Portrait by Malick Sidibé (March 1971) from the new book Malick Sidibé: The Portrait of Mali (Skira)
“Sidibé’s photographs cover the period of the early1960s through the 1980s, making these volumes a discourse on the continuity of people, photography, and portraiture created in Mali from colonialism to revolution to dictatorship. Democracy was finally established, but that was after these photographs were taken, so what we are looking at is people living in the shadows and aftermath of French occupation.

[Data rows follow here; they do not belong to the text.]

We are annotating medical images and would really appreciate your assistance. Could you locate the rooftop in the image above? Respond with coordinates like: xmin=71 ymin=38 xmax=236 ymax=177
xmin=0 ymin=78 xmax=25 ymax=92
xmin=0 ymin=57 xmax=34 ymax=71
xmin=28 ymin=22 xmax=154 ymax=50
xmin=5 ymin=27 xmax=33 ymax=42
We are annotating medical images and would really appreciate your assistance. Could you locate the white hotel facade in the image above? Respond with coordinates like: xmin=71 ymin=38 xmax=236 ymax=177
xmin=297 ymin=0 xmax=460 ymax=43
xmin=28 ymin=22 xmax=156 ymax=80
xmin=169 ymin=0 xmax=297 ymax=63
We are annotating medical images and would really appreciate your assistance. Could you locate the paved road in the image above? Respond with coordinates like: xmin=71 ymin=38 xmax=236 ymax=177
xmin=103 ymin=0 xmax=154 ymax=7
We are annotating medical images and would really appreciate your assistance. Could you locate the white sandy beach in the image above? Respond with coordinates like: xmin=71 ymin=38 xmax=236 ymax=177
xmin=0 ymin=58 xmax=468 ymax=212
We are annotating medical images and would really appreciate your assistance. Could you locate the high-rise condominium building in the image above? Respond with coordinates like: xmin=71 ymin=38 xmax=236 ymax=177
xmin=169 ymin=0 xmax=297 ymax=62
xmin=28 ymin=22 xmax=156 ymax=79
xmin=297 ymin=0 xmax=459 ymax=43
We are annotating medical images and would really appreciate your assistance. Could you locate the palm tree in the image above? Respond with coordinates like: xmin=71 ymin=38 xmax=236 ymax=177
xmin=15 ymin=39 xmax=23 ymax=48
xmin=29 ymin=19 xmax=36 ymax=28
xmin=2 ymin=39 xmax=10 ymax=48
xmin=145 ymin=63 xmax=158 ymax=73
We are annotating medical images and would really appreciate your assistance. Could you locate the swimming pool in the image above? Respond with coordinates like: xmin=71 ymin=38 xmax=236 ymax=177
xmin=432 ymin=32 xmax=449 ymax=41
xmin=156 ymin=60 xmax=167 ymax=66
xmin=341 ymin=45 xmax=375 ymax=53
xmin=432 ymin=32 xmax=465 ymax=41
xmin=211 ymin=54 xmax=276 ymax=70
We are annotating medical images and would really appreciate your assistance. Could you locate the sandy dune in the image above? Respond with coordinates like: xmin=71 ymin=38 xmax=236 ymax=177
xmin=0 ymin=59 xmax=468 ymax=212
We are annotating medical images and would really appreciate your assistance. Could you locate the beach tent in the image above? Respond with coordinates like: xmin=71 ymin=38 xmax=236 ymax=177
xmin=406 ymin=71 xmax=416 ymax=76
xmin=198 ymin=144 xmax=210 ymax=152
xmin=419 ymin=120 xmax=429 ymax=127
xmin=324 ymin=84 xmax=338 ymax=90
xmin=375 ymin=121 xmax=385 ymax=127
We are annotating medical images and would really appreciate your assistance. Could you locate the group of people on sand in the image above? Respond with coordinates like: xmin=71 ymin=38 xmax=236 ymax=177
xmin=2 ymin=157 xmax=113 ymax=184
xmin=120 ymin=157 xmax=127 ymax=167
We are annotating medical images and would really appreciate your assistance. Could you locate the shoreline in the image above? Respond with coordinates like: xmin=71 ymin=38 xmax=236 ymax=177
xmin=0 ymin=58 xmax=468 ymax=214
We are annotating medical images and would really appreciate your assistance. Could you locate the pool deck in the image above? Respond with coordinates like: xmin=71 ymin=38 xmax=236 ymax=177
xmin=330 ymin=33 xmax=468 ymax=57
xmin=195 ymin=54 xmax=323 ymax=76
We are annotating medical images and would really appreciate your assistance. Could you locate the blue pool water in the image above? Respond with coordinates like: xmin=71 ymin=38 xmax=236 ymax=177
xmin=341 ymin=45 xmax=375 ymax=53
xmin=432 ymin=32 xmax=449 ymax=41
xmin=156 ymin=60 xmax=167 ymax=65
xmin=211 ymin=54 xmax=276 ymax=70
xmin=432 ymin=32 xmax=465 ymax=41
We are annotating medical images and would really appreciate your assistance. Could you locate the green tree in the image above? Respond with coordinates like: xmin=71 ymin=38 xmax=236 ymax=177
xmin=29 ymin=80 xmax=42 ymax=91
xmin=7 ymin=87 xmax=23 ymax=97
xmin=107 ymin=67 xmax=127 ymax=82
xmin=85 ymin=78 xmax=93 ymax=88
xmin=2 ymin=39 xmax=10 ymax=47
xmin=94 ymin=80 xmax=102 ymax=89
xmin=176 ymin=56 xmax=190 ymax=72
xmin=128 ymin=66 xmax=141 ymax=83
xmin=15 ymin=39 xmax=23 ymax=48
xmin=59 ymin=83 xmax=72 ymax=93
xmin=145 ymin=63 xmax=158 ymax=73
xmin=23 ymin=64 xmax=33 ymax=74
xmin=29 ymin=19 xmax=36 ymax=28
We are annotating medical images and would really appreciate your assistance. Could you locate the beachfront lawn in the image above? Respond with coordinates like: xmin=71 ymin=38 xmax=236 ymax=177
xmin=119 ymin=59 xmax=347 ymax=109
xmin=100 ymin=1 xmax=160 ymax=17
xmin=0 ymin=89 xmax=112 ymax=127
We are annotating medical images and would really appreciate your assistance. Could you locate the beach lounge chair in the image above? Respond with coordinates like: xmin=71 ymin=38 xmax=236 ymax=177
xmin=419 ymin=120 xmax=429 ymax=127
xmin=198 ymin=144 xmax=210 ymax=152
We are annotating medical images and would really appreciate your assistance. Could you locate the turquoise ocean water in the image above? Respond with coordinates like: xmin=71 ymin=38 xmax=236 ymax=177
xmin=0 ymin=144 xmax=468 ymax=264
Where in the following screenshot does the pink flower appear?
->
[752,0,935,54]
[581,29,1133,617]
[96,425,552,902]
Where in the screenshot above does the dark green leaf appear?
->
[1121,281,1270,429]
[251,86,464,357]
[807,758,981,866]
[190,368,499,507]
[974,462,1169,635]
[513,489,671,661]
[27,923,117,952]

…a paperback book that offers us a look both inside and outside the photographer’s studio. Sidibé’s work is taken after colonial occupation ended and we see the people of Bamako creating themselves as in a new world. It is a space where traditions of the past meet the opportunities of the present, where one can create themselves in the space between. Sidibé’s portraits have an emotional intensity that can only be ascribed to the space in between the photographer and the subject, that one moment in time where eyes connected and energy was shared, and the spirit of life is forever caught on silver gelatin paper.
In going outside the studio, Malick Sidibé: The Portrait of Mali shows us a larger world, an environment and a context into which these people appear. We see Mali through the eyes of one of its citizens, and the Mali he knows is not the Mali that is reported to the world. This is a place of power and beauty and style, and though it may be among the poorest nations in the world, you cannot put a price on pride.”